As we work through the endless challenges of parenting, there is no substitute for building a little tribe of family and friends around us. When I was growing up, raising children was always the task of an extended family that reached far beyond blood ties. From the time I became a mother in 1989 until my own mother’s death in 2000, she was devotedly involved in the raising of my daughters. And my sister has been like a second mother to them. Unfortunately, the extended family is now increasingly considered an Old World curiosity, like horse-drawn wagons and dinner conversation. When, as a child, I ventured onto the streets of my neighborhood in Athens, I was never far from home because I had learned from my earliest experiences that every home was open to me and any woman on the block would mother me as surely as she would her own child -- with a bandage, a spinach pie, a scolding, or a hug. It’s hard to re-create that experience in America today, but we need to conjure up its spirit.

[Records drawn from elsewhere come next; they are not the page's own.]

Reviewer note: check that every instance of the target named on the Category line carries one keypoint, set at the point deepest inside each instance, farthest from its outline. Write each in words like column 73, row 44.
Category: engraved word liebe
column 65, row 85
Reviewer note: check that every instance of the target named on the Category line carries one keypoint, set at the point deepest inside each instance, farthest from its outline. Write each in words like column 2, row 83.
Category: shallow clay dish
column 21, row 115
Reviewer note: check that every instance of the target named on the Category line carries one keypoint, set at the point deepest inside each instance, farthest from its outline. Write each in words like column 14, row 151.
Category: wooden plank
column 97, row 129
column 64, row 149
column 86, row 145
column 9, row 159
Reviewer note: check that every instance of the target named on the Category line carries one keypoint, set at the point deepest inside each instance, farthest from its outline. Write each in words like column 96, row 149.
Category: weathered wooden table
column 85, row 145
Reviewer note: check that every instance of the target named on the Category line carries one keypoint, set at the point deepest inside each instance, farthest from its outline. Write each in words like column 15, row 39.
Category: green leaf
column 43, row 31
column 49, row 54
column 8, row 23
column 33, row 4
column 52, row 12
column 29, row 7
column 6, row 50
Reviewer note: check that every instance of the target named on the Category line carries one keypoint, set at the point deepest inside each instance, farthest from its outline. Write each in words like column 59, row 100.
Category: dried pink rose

I learn a lot from talking with other mothers. It gives me perspective and the strength we get only when we’re not alone. This has become all the more important to me since my mother’s death, because being in her orbit made it much harder to cling to my fears. Now the online community we have created on the Huffington Post is a place where parents can put politics aside and share their experiences.
As Huffington Post commenter MJ Reynolds writes, “Talking with other parents and sharing our stories always helps me. I find that I am more understanding of the ‘mistakes’ made by friends or relatives than of my own. Being able to sit with friends and commiserate and laugh over our child’s picky eating or refusal to wear shirts unless the neck tag is cut completely off helps me realize that we are more alike than different.”